Before I get to the entire story, a few things:
- The SignalR team is amazingly helpful.
- SignalR isn’t released, it is a 0.5 release.
- Even so, the version that I was using was the very latest, not even the properly released 0.5 version.
- My use cases are probably far out from what SignalR is set out to support.
- A lot of the problems were actually my fault.
One of the features for 1.2 is the changes features, a way to subscribe to notifications from the databases, so you won’t have to poll for them. Obviously, this sounded like a good candidate for SingalR, so I set out to integrate SignalR into RavenDB.
Now, that ain’t as simple as it sounds.
- SignalR relies on Newtonsoft.Json, which RavenDB also used to use. The problem with version compact meant that we ended up internalizing this dependency, so we have had to resolve this first.
- RavenDB runs in IIS and as its own (HttpListener based) host. SignalR does the same, but makes assumptions about how it runs.
- We need to minimize connection counts.
- We need to support logic & filtering for events on both server side and client side.
The first two problems we solved by brute force. We internalized the SignalR codebase and converted its Netwonsoft.Json usage to the RavenDB’s internalize version. Then I wrote modified one of the SignalR hosts to allow us to integrate that with the way RavenDB works.
So far, that was relatively straightforward process. Then we had to write the integration parts. I posted about the external API yesterday.

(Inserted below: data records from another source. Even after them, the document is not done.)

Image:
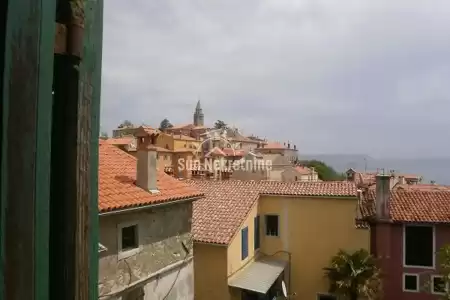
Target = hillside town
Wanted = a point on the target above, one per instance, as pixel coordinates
(200, 210)
(203, 212)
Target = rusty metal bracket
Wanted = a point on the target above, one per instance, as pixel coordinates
(69, 36)
(60, 39)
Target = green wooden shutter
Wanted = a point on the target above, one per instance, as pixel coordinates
(244, 243)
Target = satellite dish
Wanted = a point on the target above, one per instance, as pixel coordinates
(283, 287)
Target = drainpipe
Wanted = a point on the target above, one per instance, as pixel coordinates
(288, 296)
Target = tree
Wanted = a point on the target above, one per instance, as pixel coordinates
(354, 275)
(324, 171)
(165, 124)
(104, 135)
(220, 124)
(126, 124)
(444, 271)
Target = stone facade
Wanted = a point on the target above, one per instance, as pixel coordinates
(147, 274)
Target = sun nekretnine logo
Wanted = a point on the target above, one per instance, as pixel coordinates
(219, 153)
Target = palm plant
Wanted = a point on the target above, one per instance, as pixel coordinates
(354, 275)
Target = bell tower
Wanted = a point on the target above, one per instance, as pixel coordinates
(198, 115)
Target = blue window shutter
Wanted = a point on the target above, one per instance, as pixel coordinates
(257, 233)
(244, 250)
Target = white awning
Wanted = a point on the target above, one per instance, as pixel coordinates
(259, 276)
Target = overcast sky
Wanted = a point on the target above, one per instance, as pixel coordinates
(361, 76)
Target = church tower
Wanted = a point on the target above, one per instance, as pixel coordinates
(198, 115)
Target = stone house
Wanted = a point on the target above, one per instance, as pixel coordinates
(369, 178)
(287, 150)
(408, 224)
(250, 236)
(145, 227)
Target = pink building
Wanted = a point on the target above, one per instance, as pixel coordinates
(408, 225)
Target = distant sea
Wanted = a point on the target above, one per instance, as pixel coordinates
(437, 169)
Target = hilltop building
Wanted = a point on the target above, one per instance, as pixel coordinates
(145, 227)
(409, 223)
(250, 236)
(369, 178)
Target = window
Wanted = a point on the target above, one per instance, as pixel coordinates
(128, 239)
(272, 225)
(244, 244)
(438, 285)
(257, 233)
(326, 297)
(410, 282)
(418, 246)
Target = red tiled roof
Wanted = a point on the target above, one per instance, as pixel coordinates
(274, 145)
(315, 189)
(120, 141)
(413, 203)
(303, 170)
(117, 188)
(420, 206)
(218, 216)
(183, 137)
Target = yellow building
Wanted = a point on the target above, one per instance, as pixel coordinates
(185, 142)
(252, 236)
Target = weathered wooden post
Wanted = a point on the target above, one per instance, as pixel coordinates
(49, 149)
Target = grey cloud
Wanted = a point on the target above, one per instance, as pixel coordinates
(332, 76)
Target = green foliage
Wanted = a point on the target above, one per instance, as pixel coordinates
(104, 135)
(126, 124)
(220, 124)
(444, 271)
(354, 275)
(324, 171)
(165, 124)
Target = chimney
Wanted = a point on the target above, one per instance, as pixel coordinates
(146, 172)
(383, 194)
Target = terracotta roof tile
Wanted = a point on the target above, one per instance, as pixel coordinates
(217, 217)
(318, 189)
(117, 188)
(420, 206)
(274, 145)
(183, 137)
(413, 203)
(303, 170)
(120, 141)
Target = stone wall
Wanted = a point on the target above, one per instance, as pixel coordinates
(161, 231)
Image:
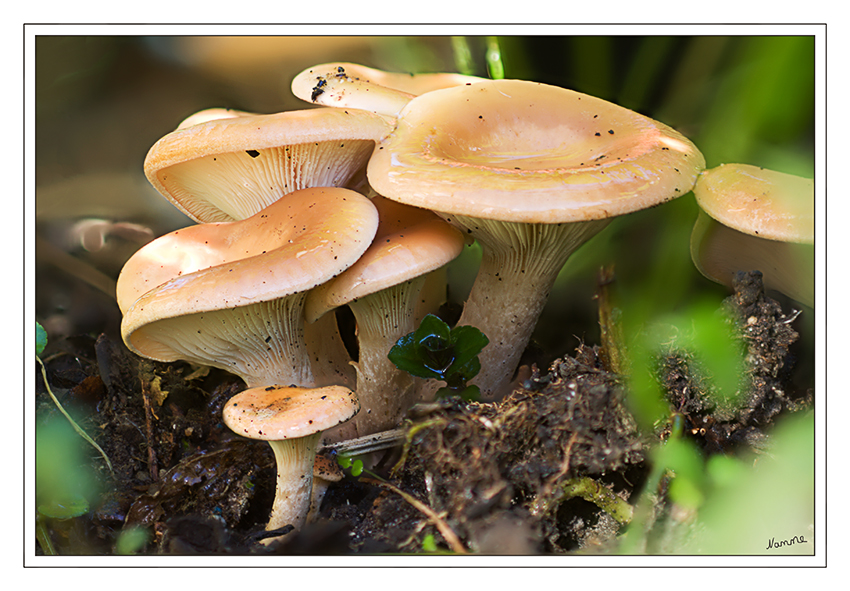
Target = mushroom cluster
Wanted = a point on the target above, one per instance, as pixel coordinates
(362, 201)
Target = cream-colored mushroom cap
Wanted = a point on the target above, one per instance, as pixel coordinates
(231, 165)
(410, 242)
(760, 202)
(212, 114)
(527, 152)
(275, 413)
(174, 291)
(346, 85)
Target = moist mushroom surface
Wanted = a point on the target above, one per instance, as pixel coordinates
(531, 171)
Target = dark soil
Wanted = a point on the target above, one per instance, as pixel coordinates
(484, 477)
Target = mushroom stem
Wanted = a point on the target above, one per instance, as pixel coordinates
(519, 265)
(294, 480)
(385, 392)
(331, 362)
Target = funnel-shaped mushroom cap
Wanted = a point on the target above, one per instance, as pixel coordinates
(760, 202)
(213, 114)
(232, 165)
(213, 293)
(352, 85)
(275, 413)
(527, 152)
(410, 242)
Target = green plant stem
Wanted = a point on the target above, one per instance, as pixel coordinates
(631, 541)
(43, 537)
(590, 490)
(76, 427)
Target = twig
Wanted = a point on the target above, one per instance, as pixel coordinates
(76, 427)
(367, 443)
(438, 521)
(152, 463)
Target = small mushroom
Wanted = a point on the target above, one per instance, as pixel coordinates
(352, 85)
(229, 165)
(382, 289)
(231, 294)
(752, 218)
(292, 421)
(531, 171)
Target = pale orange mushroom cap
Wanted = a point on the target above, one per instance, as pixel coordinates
(752, 218)
(760, 202)
(213, 293)
(224, 165)
(522, 151)
(410, 242)
(345, 84)
(275, 413)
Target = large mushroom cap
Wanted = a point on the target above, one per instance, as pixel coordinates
(275, 413)
(410, 242)
(760, 202)
(290, 247)
(522, 151)
(352, 85)
(230, 165)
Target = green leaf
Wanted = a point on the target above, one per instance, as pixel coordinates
(406, 356)
(65, 508)
(40, 339)
(468, 342)
(432, 326)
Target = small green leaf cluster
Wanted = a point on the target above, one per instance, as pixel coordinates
(356, 465)
(437, 352)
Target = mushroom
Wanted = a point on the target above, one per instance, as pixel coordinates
(531, 171)
(231, 294)
(382, 289)
(292, 420)
(352, 85)
(232, 164)
(752, 218)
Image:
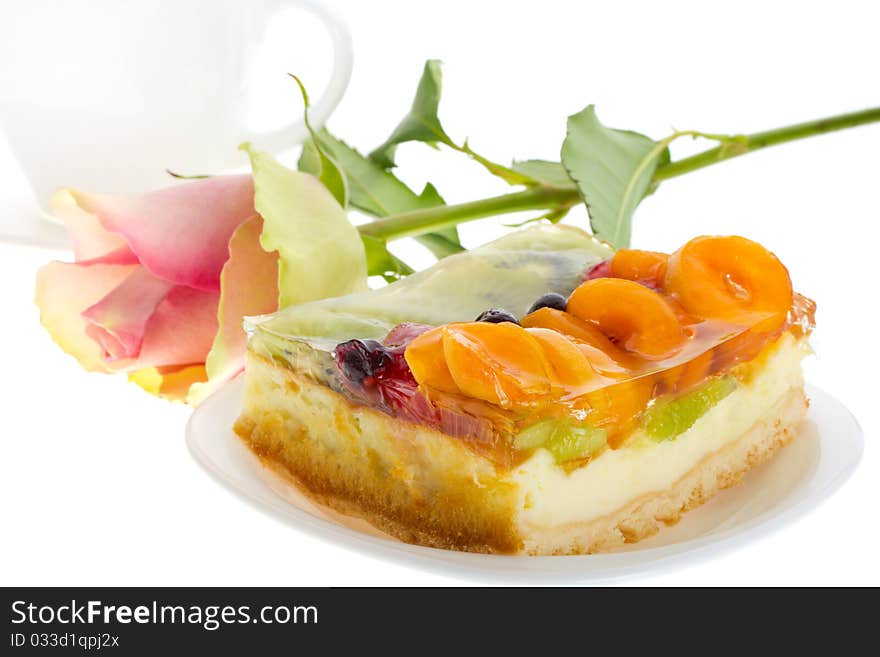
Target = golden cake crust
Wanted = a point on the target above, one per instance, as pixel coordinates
(422, 486)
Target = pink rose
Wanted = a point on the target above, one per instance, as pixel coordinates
(160, 282)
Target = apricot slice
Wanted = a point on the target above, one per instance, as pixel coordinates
(498, 363)
(731, 279)
(426, 360)
(636, 317)
(606, 357)
(617, 408)
(569, 366)
(648, 267)
(682, 378)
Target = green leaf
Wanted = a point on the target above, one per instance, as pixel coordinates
(379, 192)
(613, 171)
(381, 262)
(421, 124)
(507, 174)
(510, 272)
(320, 254)
(324, 167)
(544, 172)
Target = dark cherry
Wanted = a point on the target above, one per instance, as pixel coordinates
(362, 359)
(496, 316)
(549, 300)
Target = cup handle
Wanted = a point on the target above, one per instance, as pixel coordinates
(289, 136)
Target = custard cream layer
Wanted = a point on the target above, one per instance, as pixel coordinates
(551, 497)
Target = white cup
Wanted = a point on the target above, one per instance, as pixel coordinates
(104, 95)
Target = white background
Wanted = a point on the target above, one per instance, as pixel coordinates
(96, 485)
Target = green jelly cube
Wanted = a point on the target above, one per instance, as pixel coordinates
(667, 419)
(564, 440)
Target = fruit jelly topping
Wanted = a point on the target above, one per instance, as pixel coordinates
(641, 325)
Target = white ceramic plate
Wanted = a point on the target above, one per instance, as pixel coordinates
(800, 477)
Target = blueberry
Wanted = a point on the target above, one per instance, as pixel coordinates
(496, 316)
(549, 300)
(359, 359)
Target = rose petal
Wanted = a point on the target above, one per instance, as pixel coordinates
(169, 382)
(181, 330)
(180, 233)
(63, 292)
(248, 286)
(90, 239)
(119, 320)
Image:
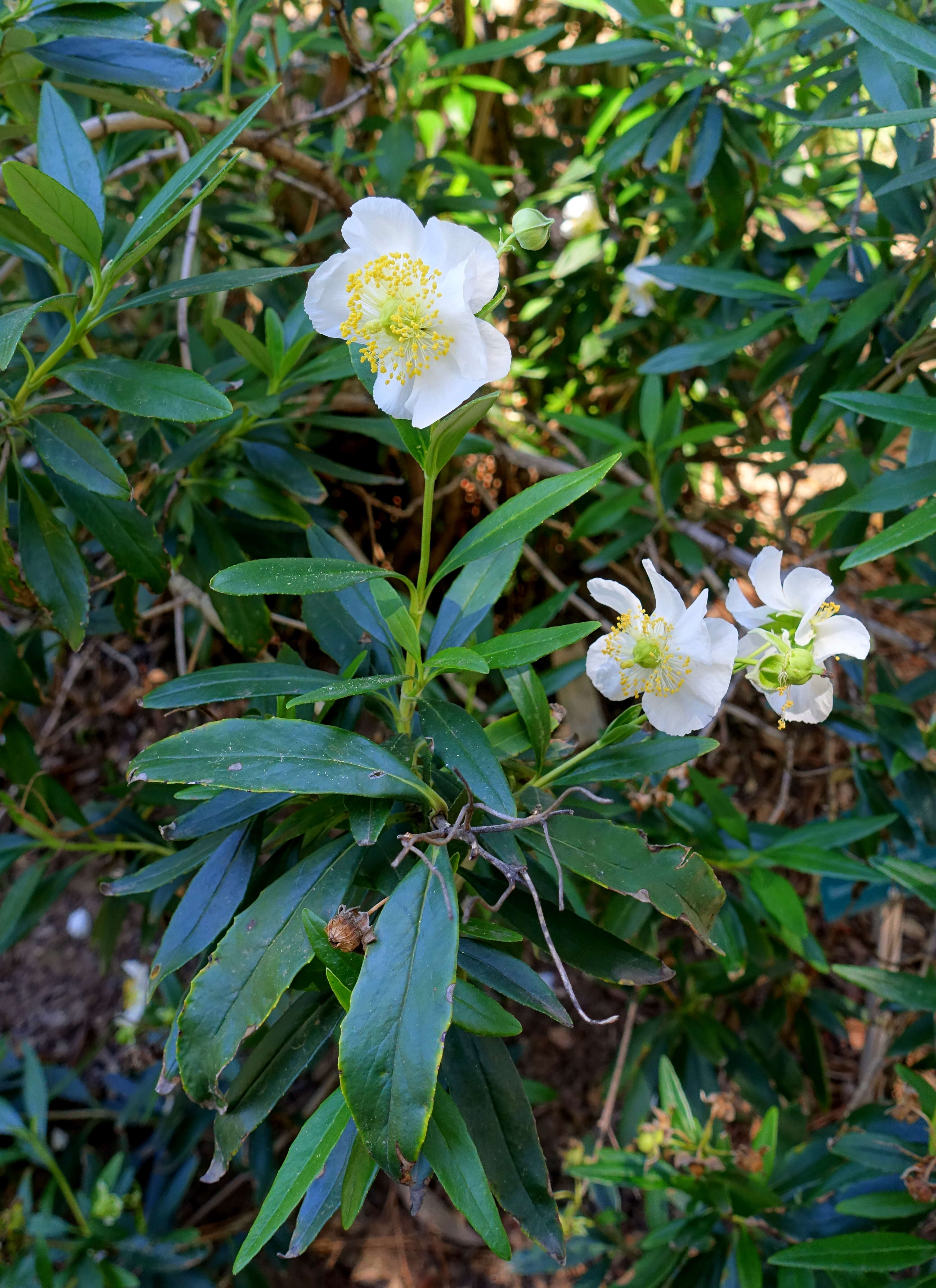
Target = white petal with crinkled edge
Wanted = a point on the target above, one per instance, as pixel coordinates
(612, 594)
(380, 226)
(689, 634)
(669, 599)
(447, 245)
(326, 297)
(841, 637)
(765, 577)
(700, 696)
(604, 672)
(498, 347)
(812, 702)
(742, 610)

My first attempt to write it was something like this:
public class Notifications : PersistentConnection
{
public event EventHandler Disposed = delegate { };
private HttpServer httpServer;
private string theConnectionId;
public void Send(ChangeNotification notification)
{
Connection.Send(theConnectionId, notification);
}
public override void Initialize(IDependencyResolver resolver)
{
httpServer = resolver.Resolve<HttpServer>();
base.Initialize(resolver);
}
protected override System.Threading.Tasks.Task OnConnectedAsync(IRequest request, string connectionId)
{
this.theConnectionId = connectionId;
var db = request.QueryString["database"];
if(string.IsNullOrEmpty(db))
throw new ArgumentException("The database query string element is mandatory");
httpServer.RegisterConnection(db, this);
return base.OnConnectedAsync(request, connectionId);
}
protected override System.Threading.Tasks.Task OnDisconnectAsync(string connectionId)
{
Disposed(this, EventArgs.Empty);
return base.OnDisconnectAsync(connectionId);
}
}
This is the very first attempt. I then added the ability to add items of interest via the connection string, but that is the basic idea.
It worked, I was able to write the feature, and aside from some issues that I had grasping things, everything was wonderful. We had passing tests, and I moved on to the next step.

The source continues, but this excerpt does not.